Mais l’école la plus importante en France est présentement le néo-classicisme contemporain qualifié parfois de
néo-classicisme nouveau. Ce mouvement, annoncé il y a déjà longtemps par Saleilles (De l’individualisation de
la peine, 1898), a pour principaux représentants Georges Levasseur et Roger Merle (La confrontation doctrinale
du droit pénal classique et de la défense sociale, R.S.C. 1964, 725) et à l’étranger l’École d’Utrecht. S’opposant à
la défense sociale nouvelle ces divers auteurs insistent sur les idées de blâme, de responsabilité morale et de
rétribution. Mais ils souhaitent aussi conserver certains aspects de la défense sociale et ils estiment primordiale
une connaissance approfondie de la personnalité des criminels.

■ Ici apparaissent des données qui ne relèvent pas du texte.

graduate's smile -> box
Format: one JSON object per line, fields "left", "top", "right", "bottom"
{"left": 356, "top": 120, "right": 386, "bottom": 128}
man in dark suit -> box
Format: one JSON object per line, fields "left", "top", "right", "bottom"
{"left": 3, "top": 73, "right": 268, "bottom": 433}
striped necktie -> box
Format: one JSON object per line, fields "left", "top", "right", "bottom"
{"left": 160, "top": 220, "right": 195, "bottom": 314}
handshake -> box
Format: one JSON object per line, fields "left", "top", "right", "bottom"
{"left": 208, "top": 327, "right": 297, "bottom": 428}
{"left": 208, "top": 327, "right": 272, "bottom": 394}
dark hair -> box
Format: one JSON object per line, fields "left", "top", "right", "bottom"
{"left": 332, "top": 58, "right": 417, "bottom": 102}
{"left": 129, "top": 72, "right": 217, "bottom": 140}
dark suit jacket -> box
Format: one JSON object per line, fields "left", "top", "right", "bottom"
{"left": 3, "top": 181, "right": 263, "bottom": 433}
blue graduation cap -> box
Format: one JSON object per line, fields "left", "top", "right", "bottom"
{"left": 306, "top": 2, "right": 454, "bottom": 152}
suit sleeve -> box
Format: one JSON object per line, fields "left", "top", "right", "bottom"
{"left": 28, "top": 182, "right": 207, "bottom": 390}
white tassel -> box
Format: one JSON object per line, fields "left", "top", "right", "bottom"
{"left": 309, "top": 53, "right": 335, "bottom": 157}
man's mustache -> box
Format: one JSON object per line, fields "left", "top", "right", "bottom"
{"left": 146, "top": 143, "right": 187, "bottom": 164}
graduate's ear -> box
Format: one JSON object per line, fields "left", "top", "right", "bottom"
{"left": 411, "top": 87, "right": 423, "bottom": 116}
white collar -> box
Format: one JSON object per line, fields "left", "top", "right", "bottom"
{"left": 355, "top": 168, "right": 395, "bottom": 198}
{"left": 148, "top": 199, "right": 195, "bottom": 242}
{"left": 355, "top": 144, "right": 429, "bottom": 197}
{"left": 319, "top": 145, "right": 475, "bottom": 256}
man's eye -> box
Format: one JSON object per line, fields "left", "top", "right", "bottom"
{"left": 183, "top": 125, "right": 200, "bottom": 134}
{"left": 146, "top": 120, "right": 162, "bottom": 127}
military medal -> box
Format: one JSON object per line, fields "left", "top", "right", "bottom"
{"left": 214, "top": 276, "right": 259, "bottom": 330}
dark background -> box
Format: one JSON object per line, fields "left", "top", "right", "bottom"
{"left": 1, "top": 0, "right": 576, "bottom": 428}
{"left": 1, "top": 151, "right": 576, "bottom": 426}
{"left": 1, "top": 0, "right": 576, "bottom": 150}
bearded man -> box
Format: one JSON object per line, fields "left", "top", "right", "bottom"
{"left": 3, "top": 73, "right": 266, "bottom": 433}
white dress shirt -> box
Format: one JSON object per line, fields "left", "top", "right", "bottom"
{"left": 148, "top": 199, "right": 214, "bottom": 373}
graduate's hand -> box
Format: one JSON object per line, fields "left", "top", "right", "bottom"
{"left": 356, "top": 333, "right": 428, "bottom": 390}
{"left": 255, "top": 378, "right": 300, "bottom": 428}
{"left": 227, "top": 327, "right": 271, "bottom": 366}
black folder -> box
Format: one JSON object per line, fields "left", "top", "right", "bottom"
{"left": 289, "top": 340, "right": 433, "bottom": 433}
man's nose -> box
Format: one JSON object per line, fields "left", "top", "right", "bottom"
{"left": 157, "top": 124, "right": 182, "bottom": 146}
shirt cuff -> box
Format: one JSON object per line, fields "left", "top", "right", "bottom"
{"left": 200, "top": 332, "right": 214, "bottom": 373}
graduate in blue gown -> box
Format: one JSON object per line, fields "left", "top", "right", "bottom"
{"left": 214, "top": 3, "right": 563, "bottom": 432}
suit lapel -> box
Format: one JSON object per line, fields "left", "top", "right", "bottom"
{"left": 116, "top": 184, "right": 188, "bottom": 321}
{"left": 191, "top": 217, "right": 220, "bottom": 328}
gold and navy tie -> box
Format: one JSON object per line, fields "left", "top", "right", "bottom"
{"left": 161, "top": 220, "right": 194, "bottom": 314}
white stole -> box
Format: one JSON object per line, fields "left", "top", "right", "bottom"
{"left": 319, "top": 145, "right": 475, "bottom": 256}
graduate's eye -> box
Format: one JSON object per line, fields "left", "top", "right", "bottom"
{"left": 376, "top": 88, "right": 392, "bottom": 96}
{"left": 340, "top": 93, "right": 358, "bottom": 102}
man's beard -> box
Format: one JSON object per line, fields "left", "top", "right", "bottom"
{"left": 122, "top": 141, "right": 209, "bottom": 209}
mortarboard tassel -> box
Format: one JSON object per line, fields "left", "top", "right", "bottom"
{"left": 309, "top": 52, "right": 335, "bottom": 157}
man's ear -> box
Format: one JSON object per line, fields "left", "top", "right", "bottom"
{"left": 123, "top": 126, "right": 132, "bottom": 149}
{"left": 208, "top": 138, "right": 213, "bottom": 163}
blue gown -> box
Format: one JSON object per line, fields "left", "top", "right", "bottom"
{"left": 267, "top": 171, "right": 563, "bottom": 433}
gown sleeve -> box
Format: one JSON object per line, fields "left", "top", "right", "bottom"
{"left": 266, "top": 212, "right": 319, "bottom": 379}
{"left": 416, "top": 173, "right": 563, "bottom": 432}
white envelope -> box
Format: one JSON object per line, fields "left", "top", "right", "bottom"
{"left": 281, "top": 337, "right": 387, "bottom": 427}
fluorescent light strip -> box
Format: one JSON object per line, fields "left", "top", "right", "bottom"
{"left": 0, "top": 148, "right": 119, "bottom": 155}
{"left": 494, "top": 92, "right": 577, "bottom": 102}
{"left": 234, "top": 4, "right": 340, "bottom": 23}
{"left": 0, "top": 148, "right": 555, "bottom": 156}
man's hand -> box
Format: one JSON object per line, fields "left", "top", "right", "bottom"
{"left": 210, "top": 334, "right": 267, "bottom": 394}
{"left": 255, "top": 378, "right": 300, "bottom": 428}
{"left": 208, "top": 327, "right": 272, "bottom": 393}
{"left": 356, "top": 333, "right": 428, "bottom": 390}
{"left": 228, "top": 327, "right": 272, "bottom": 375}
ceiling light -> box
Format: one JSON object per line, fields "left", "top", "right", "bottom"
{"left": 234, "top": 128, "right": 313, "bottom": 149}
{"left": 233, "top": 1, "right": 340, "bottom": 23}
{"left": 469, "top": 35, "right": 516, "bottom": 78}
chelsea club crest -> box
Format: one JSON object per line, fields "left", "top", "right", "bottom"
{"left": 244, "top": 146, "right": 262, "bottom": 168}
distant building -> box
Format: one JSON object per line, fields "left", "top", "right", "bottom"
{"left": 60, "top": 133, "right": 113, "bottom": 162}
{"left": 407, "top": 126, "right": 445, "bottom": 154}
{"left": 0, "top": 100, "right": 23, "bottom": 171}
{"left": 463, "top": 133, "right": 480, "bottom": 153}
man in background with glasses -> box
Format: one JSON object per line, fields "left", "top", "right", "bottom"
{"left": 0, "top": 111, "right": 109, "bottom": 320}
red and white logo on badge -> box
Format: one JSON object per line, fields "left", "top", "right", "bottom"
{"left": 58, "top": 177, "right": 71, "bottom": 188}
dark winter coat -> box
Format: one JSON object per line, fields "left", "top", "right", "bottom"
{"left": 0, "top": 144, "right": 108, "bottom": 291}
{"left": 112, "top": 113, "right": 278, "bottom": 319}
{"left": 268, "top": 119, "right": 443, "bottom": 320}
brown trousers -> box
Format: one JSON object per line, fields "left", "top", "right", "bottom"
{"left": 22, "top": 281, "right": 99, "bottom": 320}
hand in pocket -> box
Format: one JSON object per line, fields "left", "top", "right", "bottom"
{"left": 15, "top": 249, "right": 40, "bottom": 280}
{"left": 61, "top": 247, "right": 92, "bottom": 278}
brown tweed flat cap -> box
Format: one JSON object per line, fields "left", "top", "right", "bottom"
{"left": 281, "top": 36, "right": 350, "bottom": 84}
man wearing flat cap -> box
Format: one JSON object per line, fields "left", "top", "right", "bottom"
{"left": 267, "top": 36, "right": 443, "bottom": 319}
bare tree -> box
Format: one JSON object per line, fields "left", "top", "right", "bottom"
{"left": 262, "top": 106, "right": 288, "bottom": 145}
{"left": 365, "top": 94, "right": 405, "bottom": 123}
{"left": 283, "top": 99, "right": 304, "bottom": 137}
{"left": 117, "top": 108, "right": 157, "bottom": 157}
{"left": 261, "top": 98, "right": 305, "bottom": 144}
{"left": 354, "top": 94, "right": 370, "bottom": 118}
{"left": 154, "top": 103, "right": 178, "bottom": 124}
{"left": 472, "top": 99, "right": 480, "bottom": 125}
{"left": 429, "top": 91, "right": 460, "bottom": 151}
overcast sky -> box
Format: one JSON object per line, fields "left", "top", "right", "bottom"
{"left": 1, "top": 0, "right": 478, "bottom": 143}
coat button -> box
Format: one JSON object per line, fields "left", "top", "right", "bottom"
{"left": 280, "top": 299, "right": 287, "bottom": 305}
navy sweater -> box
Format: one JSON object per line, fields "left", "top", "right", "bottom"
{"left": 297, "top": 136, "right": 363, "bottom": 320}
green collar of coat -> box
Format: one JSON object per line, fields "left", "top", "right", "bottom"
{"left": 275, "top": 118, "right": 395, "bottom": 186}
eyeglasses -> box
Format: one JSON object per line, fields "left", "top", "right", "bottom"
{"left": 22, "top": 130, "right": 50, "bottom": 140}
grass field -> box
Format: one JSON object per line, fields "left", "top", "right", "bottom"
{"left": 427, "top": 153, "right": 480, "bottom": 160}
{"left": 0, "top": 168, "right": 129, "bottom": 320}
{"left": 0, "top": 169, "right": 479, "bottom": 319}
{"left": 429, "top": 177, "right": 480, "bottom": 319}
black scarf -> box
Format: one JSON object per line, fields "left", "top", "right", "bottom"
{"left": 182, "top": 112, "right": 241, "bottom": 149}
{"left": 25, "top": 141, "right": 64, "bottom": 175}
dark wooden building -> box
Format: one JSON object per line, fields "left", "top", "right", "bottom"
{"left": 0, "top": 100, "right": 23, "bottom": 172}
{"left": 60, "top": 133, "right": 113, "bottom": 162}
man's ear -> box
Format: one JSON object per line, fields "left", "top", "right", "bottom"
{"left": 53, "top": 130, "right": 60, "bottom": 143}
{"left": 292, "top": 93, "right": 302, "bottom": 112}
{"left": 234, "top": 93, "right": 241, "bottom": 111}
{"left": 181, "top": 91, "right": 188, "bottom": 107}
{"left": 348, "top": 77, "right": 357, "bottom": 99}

En outre les néo-classiques contemporains
refusent tout lien entre le quantum de la peine et la responsabilité morale, puisque cette règle capitale pour leurs
devanciers revient à reléguer au second plan la prise en considération de la personnalité de l’intéressé.

Depuis la recrudescence de la délinquance une tendance plus dure s’est manifestée au sein du néo-classicisme
contemporain avec des auteurs comme Jean-Claude Soyer (Justice en perdition, 1982), Michèle-Laure Rassat
(Pour une politique anticriminelle de bon sens, 1983) et l’ancien Garde des Sceaux Alain Peyrefitte (Les
chevaux du lac Ladoga, 1981). Cette branche renoue avec l’ancienne idée d’expiation. La réinsertion, du moins
pour les délinquants professionnels, doit céder le pas devant le châtiment : la prison a pour fonction de neutraliser
les individus dangereux pour le corps social et aussi de les intimider.